Daily administration of progesterone (P) antagonists to women inhibits ovulation and disrupts endometrial function. In this double-blind randomized trial, we have explored the contraceptive potential of two doses of the P antagonist mifepristone in healthy volunteers in Edinburgh and Shanghai. Ninety-eight women (58 in Edinburgh and 40 in Shanghai) were randomized to receive either 2 or 5 mg mifepristone daily for 120 d. Ovarian activity was monitored by the weekly measurement of steroid metabolites in urine and of E2 and P in plasma every month. Endometrial function was assessed by menstrual records, and ultrasound measurement of endometrial thickness was assessed every month. Endometrial biopsy was collected on d 12 of the control cycle and after 60 and 120 d of treatment. Ninety women (50 in Edinburgh and 40 in Shanghai) completed the study. Follicular activity continued during treatment with both doses in Edinburgh women, although ovulation was suppressed in the majority of cycles (90 and 95% of cycles in 2- and 5-mg groups, respectively). The women in Shanghai showed evidence of ovulation in only 3 of 160 months of treatment (2 in 2-mg group and 1 in 5-mg group). The majority of women in both centers were amenorrheic (65% in 2-mg group and 88% in 5-mg group in Edinburgh, and 90% in both dose groups in Shanghai). The endometrial thickness increased significantly in women in Edinburgh and decreased in Shanghai; histology showed either atrophic or cystic changes without evidence of hyperplasia. There was no pregnancy reported in the 200 months of exposure in 50 sexually active women who had used no other method of contraception during the study. We conclude that mifepristone in low daily doses inhibits ovulation and induces amenorrhea in the majority of women and has the potential to be developed as a novel estrogen- free oral contraceptive pill.

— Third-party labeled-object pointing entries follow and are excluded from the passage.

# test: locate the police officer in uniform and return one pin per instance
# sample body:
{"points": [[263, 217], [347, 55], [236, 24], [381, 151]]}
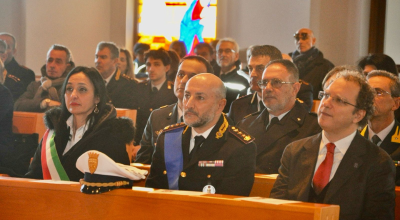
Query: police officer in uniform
{"points": [[155, 92], [260, 56], [18, 77], [170, 114], [205, 153], [283, 121], [121, 89], [383, 129]]}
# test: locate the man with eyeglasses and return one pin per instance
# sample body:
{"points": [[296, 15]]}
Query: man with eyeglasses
{"points": [[18, 76], [227, 55], [258, 57], [339, 166], [283, 121], [309, 60], [383, 129]]}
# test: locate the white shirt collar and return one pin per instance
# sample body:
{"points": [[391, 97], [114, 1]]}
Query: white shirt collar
{"points": [[382, 135], [108, 79], [342, 145], [279, 116], [204, 134], [159, 85]]}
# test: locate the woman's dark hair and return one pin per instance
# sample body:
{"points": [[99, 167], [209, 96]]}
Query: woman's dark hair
{"points": [[380, 61], [99, 91]]}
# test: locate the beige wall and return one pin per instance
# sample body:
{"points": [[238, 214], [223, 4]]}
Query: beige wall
{"points": [[339, 25]]}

每日给女性服用孕酮(P)拮抗剂会抑制排卵并扰乱子宫内膜功能。在这项双盲随机试验中,我们在爱丁堡和上海的健康志愿者中探索了两种剂量的P拮抗剂米非司酮的避孕潜力。98名女性(爱丁堡58名,上海40名)被随机分为两组,每天分别服用2毫克或5毫克米非司酮,持续120天。通过每周测量尿液中的类固醇代谢物以及每月测量血浆中的雌二醇(E2)和孕酮(P)来监测卵巢活动。通过月经记录评估子宫内膜功能,并每月通过超声测量子宫内膜厚度。在对照周期的第12天以及治疗60天和120天后采集子宫内膜活检样本。90名女性(爱丁堡50名,上海40名)完成了研究。在爱丁堡的女性中,两种剂量治疗期间卵泡活动均持续存在,尽管大多数周期(2毫克组和5毫克组分别为90%和95%的周期)排卵受到抑制。上海的女性在160个月的治疗中仅有3个月有排卵迹象(2毫克组2例,5毫克组1例)。两个中心的大多数女性均闭经(爱丁堡2毫克组为65%,5毫克组为88%;上海两个剂量组均为90%)。爱丁堡女性的子宫内膜厚度显著增加,而上海女性的子宫内膜厚度则下降;组织学检查显示为萎缩或囊性改变,无增生迹象。在50名性活跃女性200个月的暴露期内,她们在研究期间未使用其他避孕方法,均未报告怀孕。我们得出结论,低剂量每日服用米非司酮可抑制大多数女性排卵并导致闭经,有潜力开发成为一种新型无雌激素口服避孕药。